I agree with Rotellini, but not for the same reasons. Yes, the question is about discrimination in the most honest sense of the term. Discrimination is the right to choose, and the right to choose is the very essence of life, liberty and the pursuit of happiness. The right to choose is included within our first amendment right to freedom of expression.
We, as a people, also have agreed to limit our right to choose in certain circumstances, e.g., choosing on the basis of race, ethnic origin, skin color, etc.
Rather than undermining our heritage and values, as Rotellini proposes, the very discussion we are having strengthens our values and, ultimately, our heritage.
This very discussion strengthens the idea of liberty, justice and equality under the law.
In 2013, the New Mexico Supreme Court unanimously ruled, in Elane Photography v. Willock that the state’s Religious Freedom Restoration Act (RFRA) did not apply in a case where a private party sought to enforce a state law against another private party. SB 1062 sought to ensure that state laws that violate the religious liberty of private persons cannot be enforced simply because the government is not technically a party to the case.
What did SB 1062 propose to do? It attempted to expand Arizona Revised Statutes 41-1493 and 41-1493.2 to include a broader definition of person. It expands the definition of exercise of religion to include both practice and observance. It also defined state action as any action by the government. There was a clear, unambiguous absence of any anti-gay language in the bill.
So, let’s ask why this particular New Mexico gay couple chose this particular wedding photographer? There are gay directories that list gay owners or gay-friendly shop owners. Why didn’t this gay couple choose a wedding photographer from the directory? There would be no issue. There would have been no SB 1062 controversy.
From the wedding photographer’s viewpoint, why should he or she have to do business with someone he or she would rather not? What if the wedding photographer denied a customer because the customer was white or because the customer had cats or because the customer had terrible body odor? Would there have been an SB 1062 in these scenarios? I think not.
Let’s turn the situation around. Let’s have a gay couple owning a bakery. A potential client, a Muslim, orders a wedding cake. The gay couple denies service to the Muslim because they do not approve of Islam’s treatment of gays and women. Should the gay couple be sued and their business destroyed?
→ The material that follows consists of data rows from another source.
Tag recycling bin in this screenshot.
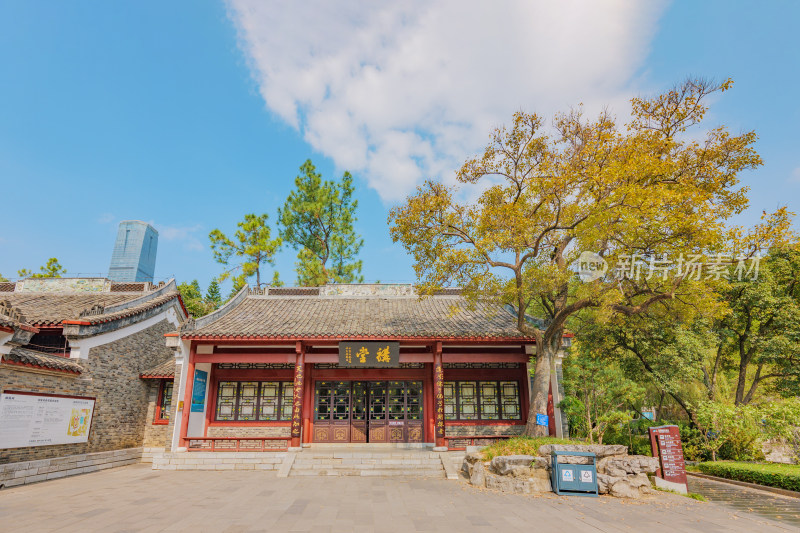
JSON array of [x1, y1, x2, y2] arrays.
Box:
[[550, 451, 600, 497]]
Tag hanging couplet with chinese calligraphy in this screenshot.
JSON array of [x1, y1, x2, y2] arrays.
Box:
[[339, 341, 400, 368], [650, 426, 687, 494], [292, 356, 305, 438], [433, 358, 444, 439]]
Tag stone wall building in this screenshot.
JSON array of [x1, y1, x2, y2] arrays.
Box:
[[0, 278, 187, 486], [168, 284, 562, 451]]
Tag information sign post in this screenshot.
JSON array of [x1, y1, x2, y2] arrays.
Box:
[[650, 426, 689, 494]]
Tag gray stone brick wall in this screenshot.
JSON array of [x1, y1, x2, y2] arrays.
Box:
[[142, 379, 169, 448], [0, 448, 142, 488], [164, 364, 181, 451], [0, 320, 174, 464]]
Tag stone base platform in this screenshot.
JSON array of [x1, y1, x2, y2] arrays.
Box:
[[0, 448, 142, 488]]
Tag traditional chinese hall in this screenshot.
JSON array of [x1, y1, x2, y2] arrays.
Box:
[[168, 285, 560, 451]]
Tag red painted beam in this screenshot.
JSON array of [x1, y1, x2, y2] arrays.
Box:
[[442, 353, 530, 363], [194, 352, 296, 363]]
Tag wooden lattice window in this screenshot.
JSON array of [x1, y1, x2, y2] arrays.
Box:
[[153, 379, 173, 424], [443, 381, 521, 420], [215, 381, 294, 422]]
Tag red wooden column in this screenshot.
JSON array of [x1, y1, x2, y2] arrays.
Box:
[[178, 342, 195, 446], [433, 342, 445, 447], [303, 363, 314, 444], [291, 341, 306, 448]]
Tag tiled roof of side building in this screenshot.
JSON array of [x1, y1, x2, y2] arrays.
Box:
[[182, 295, 526, 338], [3, 347, 82, 374], [0, 280, 179, 326]]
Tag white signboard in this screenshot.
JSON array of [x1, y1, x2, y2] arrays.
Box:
[[0, 392, 94, 448]]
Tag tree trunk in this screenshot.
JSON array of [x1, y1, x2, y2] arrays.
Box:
[[525, 335, 555, 437]]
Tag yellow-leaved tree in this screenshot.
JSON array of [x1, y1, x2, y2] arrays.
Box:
[[389, 79, 790, 436]]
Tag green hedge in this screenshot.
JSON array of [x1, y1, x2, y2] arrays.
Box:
[[698, 461, 800, 492]]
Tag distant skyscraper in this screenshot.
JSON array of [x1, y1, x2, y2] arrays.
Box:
[[108, 220, 158, 282]]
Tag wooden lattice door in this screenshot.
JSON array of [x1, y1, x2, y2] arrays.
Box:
[[369, 381, 389, 442]]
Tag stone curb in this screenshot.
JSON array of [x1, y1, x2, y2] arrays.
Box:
[[686, 472, 800, 498]]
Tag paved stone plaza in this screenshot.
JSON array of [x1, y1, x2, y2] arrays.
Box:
[[0, 465, 798, 533]]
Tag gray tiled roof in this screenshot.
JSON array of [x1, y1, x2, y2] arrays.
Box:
[[139, 358, 175, 379], [182, 296, 525, 338], [0, 291, 178, 326], [3, 347, 82, 374]]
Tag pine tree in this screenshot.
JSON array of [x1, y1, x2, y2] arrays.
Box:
[[206, 278, 222, 312], [208, 214, 281, 292], [278, 159, 364, 286]]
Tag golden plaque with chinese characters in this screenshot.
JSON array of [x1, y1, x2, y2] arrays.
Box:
[[339, 341, 400, 368]]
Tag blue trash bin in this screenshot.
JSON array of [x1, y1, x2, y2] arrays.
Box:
[[550, 452, 600, 497]]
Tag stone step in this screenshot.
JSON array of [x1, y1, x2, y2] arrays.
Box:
[[294, 457, 442, 465], [297, 451, 439, 459], [292, 463, 443, 470], [289, 468, 445, 478]]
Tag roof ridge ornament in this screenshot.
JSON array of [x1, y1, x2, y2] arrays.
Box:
[[78, 304, 106, 318], [0, 300, 28, 324]]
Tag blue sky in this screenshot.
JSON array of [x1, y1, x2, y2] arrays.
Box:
[[0, 0, 800, 294]]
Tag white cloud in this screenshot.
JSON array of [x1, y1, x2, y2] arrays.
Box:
[[150, 222, 203, 251], [229, 0, 663, 200]]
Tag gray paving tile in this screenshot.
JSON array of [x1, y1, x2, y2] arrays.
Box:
[[0, 465, 798, 533]]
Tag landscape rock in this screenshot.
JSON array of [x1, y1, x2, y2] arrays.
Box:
[[491, 455, 534, 476], [608, 474, 651, 498], [511, 466, 533, 479], [529, 469, 553, 492], [461, 452, 483, 476], [469, 462, 486, 487], [539, 444, 628, 459], [606, 455, 659, 475], [533, 456, 550, 470]]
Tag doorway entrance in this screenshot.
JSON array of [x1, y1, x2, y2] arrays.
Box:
[[314, 381, 423, 443]]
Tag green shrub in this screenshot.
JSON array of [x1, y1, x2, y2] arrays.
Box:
[[481, 436, 584, 461], [678, 423, 711, 461], [698, 461, 800, 491]]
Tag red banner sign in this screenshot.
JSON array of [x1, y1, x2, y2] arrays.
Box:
[[650, 426, 686, 485]]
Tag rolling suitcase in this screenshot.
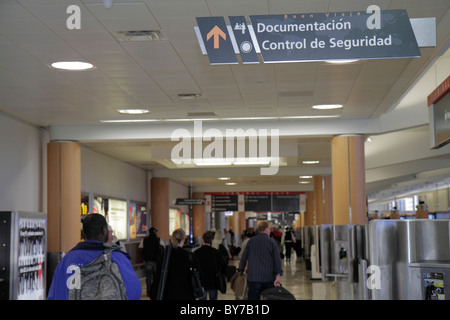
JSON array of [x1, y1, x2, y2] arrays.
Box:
[[261, 286, 295, 300], [226, 266, 237, 282]]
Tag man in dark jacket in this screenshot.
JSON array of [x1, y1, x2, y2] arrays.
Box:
[[194, 231, 227, 300], [143, 227, 163, 297]]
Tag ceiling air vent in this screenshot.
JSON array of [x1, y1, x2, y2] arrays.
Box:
[[113, 30, 167, 41], [176, 93, 202, 100], [187, 112, 217, 118]]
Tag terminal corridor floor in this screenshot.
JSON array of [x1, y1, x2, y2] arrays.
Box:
[[141, 255, 358, 300]]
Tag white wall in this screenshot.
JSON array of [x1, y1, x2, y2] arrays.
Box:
[[81, 147, 150, 201], [0, 113, 46, 212]]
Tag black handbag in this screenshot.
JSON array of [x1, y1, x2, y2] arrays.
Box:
[[216, 257, 227, 294], [189, 252, 205, 299], [216, 271, 227, 293]]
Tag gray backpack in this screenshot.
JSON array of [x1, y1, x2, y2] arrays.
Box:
[[69, 243, 127, 300]]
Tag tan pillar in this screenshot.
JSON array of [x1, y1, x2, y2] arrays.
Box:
[[304, 191, 314, 226], [47, 142, 81, 253], [239, 211, 247, 233], [313, 176, 333, 225], [151, 178, 171, 241], [331, 135, 367, 225], [192, 192, 207, 238]]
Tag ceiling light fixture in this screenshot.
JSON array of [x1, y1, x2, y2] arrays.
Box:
[[302, 160, 320, 164], [52, 61, 94, 71], [117, 109, 150, 114], [325, 59, 359, 64], [100, 115, 339, 123], [312, 104, 342, 110], [194, 159, 232, 166]]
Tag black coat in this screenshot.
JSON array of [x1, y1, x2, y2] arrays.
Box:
[[194, 245, 227, 290], [164, 248, 195, 300]]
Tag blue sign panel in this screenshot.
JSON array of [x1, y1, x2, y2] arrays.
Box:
[[250, 10, 420, 62], [197, 17, 238, 64], [228, 16, 259, 64], [197, 6, 420, 64]]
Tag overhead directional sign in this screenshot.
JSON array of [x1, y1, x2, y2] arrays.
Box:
[[228, 16, 259, 64], [197, 17, 238, 64], [197, 6, 428, 64], [250, 10, 420, 62]]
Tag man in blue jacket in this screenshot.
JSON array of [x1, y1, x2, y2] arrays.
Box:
[[47, 214, 141, 300]]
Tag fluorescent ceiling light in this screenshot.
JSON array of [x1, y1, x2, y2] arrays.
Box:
[[100, 119, 160, 123], [303, 160, 320, 164], [325, 59, 359, 64], [233, 158, 270, 166], [117, 109, 150, 114], [100, 115, 339, 123], [52, 61, 94, 71], [312, 104, 342, 110], [194, 159, 232, 166]]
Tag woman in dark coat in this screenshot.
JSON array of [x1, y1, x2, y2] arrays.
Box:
[[152, 229, 197, 300]]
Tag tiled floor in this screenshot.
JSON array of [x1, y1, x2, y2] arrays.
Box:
[[141, 254, 358, 300]]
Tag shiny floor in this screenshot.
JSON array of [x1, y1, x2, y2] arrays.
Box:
[[141, 253, 360, 300]]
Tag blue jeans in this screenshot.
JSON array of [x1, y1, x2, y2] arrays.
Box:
[[200, 289, 218, 300], [247, 281, 274, 300]]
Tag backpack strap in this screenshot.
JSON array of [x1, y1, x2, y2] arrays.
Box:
[[70, 241, 131, 260]]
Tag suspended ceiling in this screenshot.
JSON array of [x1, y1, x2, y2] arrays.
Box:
[[0, 0, 450, 204]]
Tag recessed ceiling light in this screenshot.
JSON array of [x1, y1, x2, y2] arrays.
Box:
[[325, 59, 358, 64], [303, 160, 320, 164], [117, 109, 150, 114], [313, 104, 342, 110], [52, 61, 94, 71]]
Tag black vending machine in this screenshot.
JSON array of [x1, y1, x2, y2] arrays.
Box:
[[0, 211, 47, 300]]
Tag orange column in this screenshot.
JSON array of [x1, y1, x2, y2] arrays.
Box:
[[313, 176, 333, 225], [151, 178, 171, 241], [304, 191, 314, 226], [331, 135, 367, 225], [47, 142, 81, 253], [239, 211, 247, 233], [192, 192, 206, 238]]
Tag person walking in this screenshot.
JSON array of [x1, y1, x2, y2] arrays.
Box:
[[211, 229, 232, 265], [152, 229, 198, 300], [194, 231, 227, 300], [143, 227, 164, 297], [281, 227, 295, 262], [47, 213, 141, 300], [238, 221, 283, 300]]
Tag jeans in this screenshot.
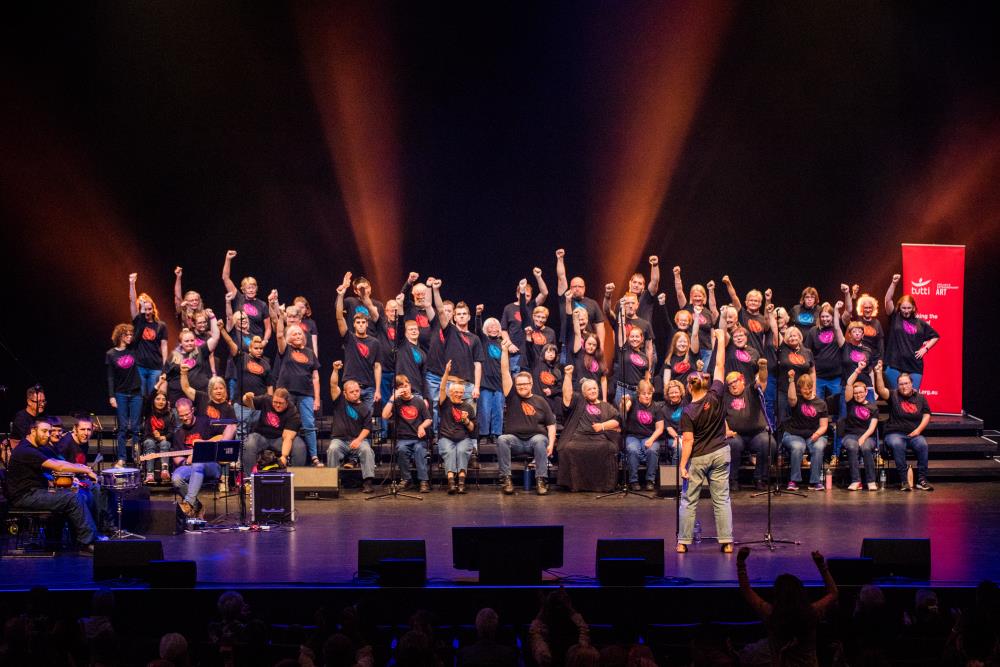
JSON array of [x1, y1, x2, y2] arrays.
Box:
[[885, 366, 924, 391], [497, 433, 549, 479], [478, 389, 503, 437], [326, 438, 375, 479], [139, 366, 163, 397], [625, 435, 662, 484], [677, 447, 733, 544], [292, 389, 316, 461], [844, 435, 876, 482], [438, 438, 476, 473], [885, 433, 927, 484], [13, 489, 97, 544], [781, 433, 826, 484], [726, 431, 777, 482], [115, 394, 142, 461], [240, 433, 306, 477], [142, 438, 170, 475], [171, 463, 222, 505], [396, 440, 430, 482]]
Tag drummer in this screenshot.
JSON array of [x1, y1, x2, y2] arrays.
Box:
[[7, 418, 107, 554]]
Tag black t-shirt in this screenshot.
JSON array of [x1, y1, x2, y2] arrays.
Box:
[[802, 326, 841, 380], [840, 342, 875, 387], [233, 292, 268, 338], [843, 398, 878, 435], [392, 396, 430, 440], [226, 352, 274, 396], [394, 340, 427, 398], [625, 401, 667, 438], [479, 334, 503, 391], [253, 396, 302, 440], [104, 347, 139, 396], [442, 324, 483, 382], [503, 387, 556, 440], [330, 392, 372, 441], [343, 331, 382, 387], [173, 415, 215, 451], [438, 398, 476, 442], [681, 380, 726, 458], [778, 344, 814, 394], [132, 313, 167, 369], [7, 441, 52, 503], [885, 311, 938, 374], [723, 381, 767, 435], [277, 345, 319, 396], [783, 396, 829, 438], [885, 389, 931, 435]]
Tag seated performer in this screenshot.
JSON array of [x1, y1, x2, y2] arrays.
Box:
[[558, 366, 619, 492], [241, 388, 307, 475], [326, 361, 375, 493], [382, 375, 432, 493], [497, 340, 556, 496], [438, 360, 476, 495], [624, 380, 666, 491], [7, 417, 103, 553]]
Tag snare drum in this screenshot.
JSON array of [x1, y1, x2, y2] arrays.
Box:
[[101, 468, 140, 491]]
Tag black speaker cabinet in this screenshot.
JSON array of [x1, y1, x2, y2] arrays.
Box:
[[250, 472, 295, 524], [861, 537, 931, 581], [94, 540, 163, 581]]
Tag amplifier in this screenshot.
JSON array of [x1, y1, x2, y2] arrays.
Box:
[[250, 472, 295, 524]]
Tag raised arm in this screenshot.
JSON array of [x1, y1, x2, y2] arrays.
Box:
[[885, 273, 902, 316], [128, 273, 139, 320], [722, 276, 743, 310], [222, 250, 236, 292], [674, 266, 687, 308]]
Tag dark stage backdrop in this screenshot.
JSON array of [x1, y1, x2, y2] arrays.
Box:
[[0, 1, 1000, 426]]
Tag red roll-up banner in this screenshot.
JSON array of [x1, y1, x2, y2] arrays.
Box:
[[896, 243, 965, 414]]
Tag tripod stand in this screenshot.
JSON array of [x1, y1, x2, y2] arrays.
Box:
[[595, 301, 656, 500], [740, 384, 806, 551], [365, 322, 423, 501]]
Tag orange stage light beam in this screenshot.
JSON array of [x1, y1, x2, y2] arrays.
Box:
[[296, 1, 403, 293], [590, 0, 732, 288]]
I think not. All businesses have a right to refuse service within the context of civil rights legislation.
The wedding photographer did not deny the gay couple because they were gay. The denial by the photographer was not an act of hatred against gays but an act of fidelity to religious principle, as he or she understood it.
If there is no “illegal discrimination” involved, how is the gay couple’s right to choose balanced against the photographer’s right to choose? It is the gay couple’s prerogative to ask for the wedding photographer’s services just as it is the wedding photographer’s prerogative to refuse service.
In my view, the wedding photographer’s denial also brings adverse consequences: loss of income and the potential of lost business from future clients . . . not a smart business strategy.
The gay couple did not lose anything from not being able to use this particular wedding photographer. They could take their economic power to a different wedding photographer . . . and probably be happier for it.
As for the New Mexico judge, it remains to be seen as to whether he was totally biased in his decision or totally ignorant of every day life.